So the KEF LSX II says, " can accept and process sources up to 384kHz/24bit when streaming over the network."
It is my understanding that this means:
Internal processing can handle high-resolution music files up 384/24.
However, the interspeaker connection bottlenecks to either 48 or 96khz.
- In a wireless interspeaker setup: The audio is downsampled to 48kHz/24bit PCM.
- In a wired interspeaker setup: The audio is downsampled to 96kHz/24bit PCM.
So, if you stream a 384kHz/24bit track to the system, the primary speaker processes it at its native resolution, the audio sent to the secondary speaker will be downsampled.
So what that is saying is???
If I am playing a vinyl rip that is 196/24 from my computer (let’s say directly connected to my DAC that also supports up to 384/24) that the output is going to downsample to a max of 96/24?
If I understand that correct, what’s even the point – or is it just so they can claim “384/24” and trick people with marketing it that way???
Specs like 24/386 rever to the interface. Don’t mistake this for the actual sample rate used by the dac. If you use Airplay instead of UPnP , the highest rate supported wiil be 48 kHz.

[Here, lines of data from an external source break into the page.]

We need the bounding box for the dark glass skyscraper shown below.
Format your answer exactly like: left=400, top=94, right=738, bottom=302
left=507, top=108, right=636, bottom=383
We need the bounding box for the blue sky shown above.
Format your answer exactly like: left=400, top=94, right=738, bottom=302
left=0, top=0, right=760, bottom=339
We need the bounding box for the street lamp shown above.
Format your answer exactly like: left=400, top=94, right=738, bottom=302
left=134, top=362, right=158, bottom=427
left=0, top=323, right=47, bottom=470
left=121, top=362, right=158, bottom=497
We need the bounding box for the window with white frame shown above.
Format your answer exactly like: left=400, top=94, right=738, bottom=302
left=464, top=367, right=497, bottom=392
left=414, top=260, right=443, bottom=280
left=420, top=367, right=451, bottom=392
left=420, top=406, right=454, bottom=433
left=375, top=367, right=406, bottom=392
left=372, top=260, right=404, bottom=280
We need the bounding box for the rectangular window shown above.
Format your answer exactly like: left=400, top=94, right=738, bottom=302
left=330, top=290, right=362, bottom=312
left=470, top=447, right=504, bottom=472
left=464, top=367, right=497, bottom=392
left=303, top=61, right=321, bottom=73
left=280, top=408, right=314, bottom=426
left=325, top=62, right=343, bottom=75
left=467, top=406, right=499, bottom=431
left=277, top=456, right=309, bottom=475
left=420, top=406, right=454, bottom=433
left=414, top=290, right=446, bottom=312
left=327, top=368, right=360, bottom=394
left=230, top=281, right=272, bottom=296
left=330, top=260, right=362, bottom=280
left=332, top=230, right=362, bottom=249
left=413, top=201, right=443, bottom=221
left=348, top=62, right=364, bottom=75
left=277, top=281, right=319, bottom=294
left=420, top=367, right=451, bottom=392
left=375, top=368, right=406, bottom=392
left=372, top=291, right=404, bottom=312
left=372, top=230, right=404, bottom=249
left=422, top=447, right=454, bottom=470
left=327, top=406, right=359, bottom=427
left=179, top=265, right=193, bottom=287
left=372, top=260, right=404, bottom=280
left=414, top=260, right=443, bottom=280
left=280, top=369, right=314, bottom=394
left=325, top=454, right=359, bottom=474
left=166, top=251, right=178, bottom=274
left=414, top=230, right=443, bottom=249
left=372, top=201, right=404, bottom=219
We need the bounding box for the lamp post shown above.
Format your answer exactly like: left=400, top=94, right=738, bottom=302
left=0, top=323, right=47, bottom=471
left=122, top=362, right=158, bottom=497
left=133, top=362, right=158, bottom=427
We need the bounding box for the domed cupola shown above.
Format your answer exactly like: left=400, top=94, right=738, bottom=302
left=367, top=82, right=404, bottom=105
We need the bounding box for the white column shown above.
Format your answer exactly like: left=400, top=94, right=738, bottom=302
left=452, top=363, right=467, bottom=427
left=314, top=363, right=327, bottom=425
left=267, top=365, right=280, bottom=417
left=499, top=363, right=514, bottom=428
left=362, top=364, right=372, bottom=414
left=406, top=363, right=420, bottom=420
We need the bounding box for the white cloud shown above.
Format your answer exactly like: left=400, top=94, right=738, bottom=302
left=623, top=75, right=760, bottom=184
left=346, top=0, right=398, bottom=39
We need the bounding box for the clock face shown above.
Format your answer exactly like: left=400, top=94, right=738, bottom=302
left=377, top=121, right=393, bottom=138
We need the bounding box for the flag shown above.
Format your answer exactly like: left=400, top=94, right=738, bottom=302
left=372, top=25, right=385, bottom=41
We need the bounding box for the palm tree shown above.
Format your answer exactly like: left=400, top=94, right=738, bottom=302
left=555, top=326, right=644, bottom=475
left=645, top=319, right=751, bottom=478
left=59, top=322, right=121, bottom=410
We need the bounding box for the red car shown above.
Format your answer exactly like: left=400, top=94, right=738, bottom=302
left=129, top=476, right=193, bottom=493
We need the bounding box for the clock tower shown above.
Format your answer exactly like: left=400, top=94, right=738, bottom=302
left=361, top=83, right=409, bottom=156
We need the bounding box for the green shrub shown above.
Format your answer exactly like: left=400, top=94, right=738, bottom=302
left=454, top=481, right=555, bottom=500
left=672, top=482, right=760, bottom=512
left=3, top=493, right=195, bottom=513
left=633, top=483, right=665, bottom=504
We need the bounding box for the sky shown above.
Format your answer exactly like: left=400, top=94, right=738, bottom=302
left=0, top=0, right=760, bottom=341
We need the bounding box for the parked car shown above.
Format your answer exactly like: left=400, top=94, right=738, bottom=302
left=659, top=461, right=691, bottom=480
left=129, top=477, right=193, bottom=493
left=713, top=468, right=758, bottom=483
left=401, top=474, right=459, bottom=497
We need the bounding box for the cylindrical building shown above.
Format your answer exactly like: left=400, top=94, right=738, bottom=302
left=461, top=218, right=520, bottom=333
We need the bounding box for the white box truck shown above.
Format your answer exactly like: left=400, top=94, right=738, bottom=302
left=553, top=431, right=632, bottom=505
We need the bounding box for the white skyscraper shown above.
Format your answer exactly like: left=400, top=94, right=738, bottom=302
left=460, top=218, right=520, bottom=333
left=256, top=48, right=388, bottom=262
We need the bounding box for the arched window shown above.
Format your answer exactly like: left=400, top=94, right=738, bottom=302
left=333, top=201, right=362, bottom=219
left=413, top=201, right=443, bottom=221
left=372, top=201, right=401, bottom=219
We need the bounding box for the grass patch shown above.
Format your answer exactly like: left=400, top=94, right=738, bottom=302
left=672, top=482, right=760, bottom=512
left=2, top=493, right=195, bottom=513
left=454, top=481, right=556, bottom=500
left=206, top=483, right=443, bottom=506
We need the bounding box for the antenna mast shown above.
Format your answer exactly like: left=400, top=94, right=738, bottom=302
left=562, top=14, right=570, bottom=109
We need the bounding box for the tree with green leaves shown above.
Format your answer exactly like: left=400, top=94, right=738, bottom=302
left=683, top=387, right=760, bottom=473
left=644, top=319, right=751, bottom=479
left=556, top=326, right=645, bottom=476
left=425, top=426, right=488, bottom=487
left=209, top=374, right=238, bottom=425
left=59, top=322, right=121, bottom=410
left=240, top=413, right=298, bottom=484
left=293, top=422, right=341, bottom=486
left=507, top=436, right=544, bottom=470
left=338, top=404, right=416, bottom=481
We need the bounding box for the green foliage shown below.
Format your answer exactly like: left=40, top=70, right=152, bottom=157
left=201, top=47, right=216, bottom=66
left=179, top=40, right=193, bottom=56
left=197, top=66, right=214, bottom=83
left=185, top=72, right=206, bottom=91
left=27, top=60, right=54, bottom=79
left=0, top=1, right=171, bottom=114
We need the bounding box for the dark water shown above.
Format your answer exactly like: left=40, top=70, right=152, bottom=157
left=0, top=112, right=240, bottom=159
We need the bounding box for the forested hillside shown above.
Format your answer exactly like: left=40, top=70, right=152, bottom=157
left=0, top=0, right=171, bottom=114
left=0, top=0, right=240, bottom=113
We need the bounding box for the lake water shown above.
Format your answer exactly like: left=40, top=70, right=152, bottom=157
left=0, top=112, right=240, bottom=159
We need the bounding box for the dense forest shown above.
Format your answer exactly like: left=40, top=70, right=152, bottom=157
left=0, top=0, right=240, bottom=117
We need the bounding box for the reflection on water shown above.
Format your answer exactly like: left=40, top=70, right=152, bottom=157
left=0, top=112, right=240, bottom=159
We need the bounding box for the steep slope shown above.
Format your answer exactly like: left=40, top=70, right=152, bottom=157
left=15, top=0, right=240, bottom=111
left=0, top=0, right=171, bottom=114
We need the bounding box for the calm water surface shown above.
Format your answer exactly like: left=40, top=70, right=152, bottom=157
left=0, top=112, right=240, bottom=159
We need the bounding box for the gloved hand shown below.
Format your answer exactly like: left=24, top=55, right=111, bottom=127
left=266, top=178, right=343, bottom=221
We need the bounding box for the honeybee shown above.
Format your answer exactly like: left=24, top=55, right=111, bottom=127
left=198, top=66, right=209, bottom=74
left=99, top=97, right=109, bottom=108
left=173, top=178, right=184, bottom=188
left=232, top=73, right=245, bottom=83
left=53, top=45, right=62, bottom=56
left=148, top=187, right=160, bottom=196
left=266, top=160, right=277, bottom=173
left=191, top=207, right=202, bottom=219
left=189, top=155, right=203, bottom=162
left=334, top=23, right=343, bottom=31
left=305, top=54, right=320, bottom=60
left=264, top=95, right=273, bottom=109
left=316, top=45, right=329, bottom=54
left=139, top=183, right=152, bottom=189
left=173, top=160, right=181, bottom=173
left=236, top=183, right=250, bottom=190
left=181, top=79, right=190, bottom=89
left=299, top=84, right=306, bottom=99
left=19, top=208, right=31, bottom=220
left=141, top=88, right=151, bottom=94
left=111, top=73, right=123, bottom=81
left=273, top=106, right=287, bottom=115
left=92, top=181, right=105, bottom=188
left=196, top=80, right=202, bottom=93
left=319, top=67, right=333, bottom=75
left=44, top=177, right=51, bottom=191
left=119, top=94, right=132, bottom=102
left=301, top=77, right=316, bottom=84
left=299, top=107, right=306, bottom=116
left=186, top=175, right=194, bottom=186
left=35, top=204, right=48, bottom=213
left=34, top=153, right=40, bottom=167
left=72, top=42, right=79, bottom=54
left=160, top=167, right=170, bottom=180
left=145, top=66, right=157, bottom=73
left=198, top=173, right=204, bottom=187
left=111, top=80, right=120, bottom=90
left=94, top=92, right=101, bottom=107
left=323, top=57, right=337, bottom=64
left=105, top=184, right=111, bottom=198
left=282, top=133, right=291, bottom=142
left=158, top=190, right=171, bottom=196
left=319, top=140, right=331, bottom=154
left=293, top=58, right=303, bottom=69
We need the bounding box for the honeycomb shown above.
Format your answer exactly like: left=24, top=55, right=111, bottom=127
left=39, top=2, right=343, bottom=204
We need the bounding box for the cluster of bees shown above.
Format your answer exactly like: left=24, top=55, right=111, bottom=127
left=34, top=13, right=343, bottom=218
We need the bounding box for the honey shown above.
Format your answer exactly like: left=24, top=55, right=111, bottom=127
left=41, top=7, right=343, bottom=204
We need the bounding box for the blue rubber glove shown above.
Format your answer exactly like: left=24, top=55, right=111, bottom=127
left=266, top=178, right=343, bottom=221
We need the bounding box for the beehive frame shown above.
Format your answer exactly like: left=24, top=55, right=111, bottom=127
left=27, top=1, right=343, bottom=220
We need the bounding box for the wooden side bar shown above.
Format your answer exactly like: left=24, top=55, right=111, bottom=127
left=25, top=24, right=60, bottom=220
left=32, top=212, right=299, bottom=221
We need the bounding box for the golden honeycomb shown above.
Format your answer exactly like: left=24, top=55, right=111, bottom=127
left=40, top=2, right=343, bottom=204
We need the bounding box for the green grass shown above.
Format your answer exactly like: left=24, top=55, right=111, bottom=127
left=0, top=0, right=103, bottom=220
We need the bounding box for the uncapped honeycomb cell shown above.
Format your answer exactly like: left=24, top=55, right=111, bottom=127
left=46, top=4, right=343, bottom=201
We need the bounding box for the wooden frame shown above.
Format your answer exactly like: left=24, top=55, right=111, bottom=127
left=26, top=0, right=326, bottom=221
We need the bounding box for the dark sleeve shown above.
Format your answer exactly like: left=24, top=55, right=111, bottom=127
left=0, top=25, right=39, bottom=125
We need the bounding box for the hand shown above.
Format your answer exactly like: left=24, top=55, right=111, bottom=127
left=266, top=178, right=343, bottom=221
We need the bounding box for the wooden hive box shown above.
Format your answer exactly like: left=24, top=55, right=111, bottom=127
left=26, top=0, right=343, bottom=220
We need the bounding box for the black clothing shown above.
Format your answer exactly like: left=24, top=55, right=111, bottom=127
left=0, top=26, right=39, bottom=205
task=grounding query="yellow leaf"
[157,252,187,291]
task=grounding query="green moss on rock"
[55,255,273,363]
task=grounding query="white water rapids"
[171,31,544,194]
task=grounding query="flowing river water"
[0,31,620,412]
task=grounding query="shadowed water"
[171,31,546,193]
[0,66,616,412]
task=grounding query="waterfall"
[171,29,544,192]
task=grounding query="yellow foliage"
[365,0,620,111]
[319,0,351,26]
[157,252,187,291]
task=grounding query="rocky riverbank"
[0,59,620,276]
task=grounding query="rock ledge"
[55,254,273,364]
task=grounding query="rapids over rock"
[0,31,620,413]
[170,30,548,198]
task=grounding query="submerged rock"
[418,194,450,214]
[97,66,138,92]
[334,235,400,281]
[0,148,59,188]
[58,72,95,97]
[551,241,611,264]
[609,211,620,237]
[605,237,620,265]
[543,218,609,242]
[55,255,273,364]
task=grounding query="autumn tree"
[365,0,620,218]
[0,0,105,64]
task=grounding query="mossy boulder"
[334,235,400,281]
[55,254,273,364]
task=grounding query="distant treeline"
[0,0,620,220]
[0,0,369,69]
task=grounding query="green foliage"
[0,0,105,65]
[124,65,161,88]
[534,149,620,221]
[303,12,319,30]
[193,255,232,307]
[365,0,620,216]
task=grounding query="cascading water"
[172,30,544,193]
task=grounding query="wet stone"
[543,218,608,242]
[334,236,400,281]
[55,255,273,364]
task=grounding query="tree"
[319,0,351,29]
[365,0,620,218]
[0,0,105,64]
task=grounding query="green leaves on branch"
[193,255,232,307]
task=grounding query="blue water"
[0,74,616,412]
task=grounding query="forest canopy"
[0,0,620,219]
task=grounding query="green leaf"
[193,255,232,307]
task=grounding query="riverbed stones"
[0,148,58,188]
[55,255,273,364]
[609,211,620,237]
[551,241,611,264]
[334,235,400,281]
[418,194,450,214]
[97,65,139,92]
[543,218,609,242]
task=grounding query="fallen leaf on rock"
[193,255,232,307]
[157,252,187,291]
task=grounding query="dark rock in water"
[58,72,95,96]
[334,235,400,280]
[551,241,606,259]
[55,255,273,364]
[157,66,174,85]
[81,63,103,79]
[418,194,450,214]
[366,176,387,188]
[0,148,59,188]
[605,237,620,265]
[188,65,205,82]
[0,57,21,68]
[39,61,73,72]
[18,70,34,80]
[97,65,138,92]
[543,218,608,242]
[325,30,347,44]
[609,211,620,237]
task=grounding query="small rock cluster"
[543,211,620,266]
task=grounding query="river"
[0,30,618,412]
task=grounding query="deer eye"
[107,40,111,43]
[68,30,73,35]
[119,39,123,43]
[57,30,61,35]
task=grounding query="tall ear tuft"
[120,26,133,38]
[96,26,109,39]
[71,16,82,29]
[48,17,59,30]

I think everything gets downsampled to the DSP clock and DSP resolution for playback purposes. My guess is that is 96/24. 48/16 or something such is perfectly fine for digitization. No point in storing audio bits that are essentially random noise to begin with, and way below any conceivable noise floor either way. Same goes for keeping ultrasonic frequencies you can’t hear and which are unlikely to be in the recording in the begin with, or to be correct even if they are because the recording engineer can’t hear them either. 96/24 is about 3 times more data than is needed for transparency.
As to marketing aspect, yes, I think so. People just buy whatever has the biggest number, I think. There have been no actual sonic improvements to digital audio since the CD, and CD is already somewhat overspecified.
It’s probably just what it supports as input. There’s some merit to that; because it means you won’t do down sampling multiple times, just the one time in the speaker DSP and connection.
“High resolution” is a marketing gimmick. None of this is audible. Like worrying about the precise number of grains of sand on a beach.